斉藤君の独り言Tips:Wiresharkの見方
そうそう、ここでWiresharkでpcapファイルを開いたときに表示される3つのペインの見方を確認しておきましょう。
得られたキャプチャの結果を分析するために、Wiresharkでは3つのペインを使用します。得たい情報の深さに応じて各ペインを使い分けることになります。基本的には、上から下に行くほどより詳細で実際の情報に近いパケットを見ることができますので、まず上段のペインで概要を把握し、必要に応じで中段、下段のペインを掘り下げていくことになります。
(1)パケット一覧のペイン
まず、最初に見るのがパケット一覧のペインです。このペインには、キャプチャされたすべてのパケットが表示されます。左から、パケット番号、キャプチャされた時間、パケットの送信元、パケットの送信先、パケットのプロトコル、パケットの概要が表示されます。
取得されたパケットがレイヤ2の場合、パケットの送信元と送信先にはMACアドレスが表示されます。また、取得されたパケットがレイヤ3以上の場合、パケットの送信元と送信先にはIPアドレスが表示されます。
目的のパケットが存在する行を右クリックすることで、簡易的にフィルタを設定することもできます。IPアドレスでフィルタを設定する場合は、パケット一覧ペインを使用してフィルタを設定すると便利です。
(2)パケット詳細のペイン
パケット一覧のペインで目的のパケットが見つかったら、次に見るのがパケット詳細のペインです。

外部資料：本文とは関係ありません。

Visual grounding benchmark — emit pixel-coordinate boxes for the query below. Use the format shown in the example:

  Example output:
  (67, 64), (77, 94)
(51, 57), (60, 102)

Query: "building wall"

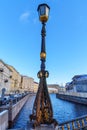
(66, 75), (87, 92)
(47, 84), (59, 93)
(0, 60), (12, 93)
(8, 65), (21, 91)
(34, 82), (39, 93)
(21, 76), (34, 92)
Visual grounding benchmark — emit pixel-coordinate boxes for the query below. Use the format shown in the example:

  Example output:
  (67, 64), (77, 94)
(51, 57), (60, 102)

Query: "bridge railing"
(58, 115), (87, 130)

このペインには、パケットの詳細がツリー状に表示され、必要に応じて展開し、すべての情報を閲覧できます。
情報はOSIのレイヤごとにツリーとして表示されるので、目的のレイヤのツリーを展開すれば、すぐに知りたい情報へたどり着けるでしょう。また、このペインでも目的の情報を右クリックすることで、簡易的にフィルタを設定することができます。プロトコルでフィルタを設定する場合や、さらに詳細な情報でフィルタを設定したい場合は、パケット詳細のペインを使用してフィルタを設定すると便利です。
(3)パケットバイナリのペイン
このペインには、パケット詳細ペインと同じ情報が16進数で表示されます。いわゆる、人間が読める状態にフォーマットされる前の「生パケット」の状態です。Wiresharkはこの状態のパケットを受信して、人間が見やすいように、パケット一覧のペインやパケット詳細のペインに表示されている状態に変換してくれるのです。

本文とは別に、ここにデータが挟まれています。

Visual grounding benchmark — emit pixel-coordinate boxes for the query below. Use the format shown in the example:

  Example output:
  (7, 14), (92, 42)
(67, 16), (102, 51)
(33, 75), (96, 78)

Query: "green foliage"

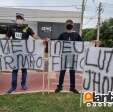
(83, 18), (113, 47)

ああ、便利。ちなみに、このペインでも右クリックからフィルタを設定できますが、一般的には別のペインを使った方法が便利です。
上記一連の作業で簡易的にフィルタを使いこなせるのではないかと思います。これで必要な情報のみが表示されていると思いますので、このフィルタ設定状態を保存したいと思うでしょう。「Save file as」の「Packet Range」から、目的のパケットのみを保存するオプションを2つの要素から設定することができます。
(1)保存するパケットの範囲を指定します。
- All packet:すべてのパケットを保存します。
- Selected packet:選択しているパケットのみを保存します。
- Marked pakets:パケット一覧のペインで「Mark Packet」したパケットのみを保存します。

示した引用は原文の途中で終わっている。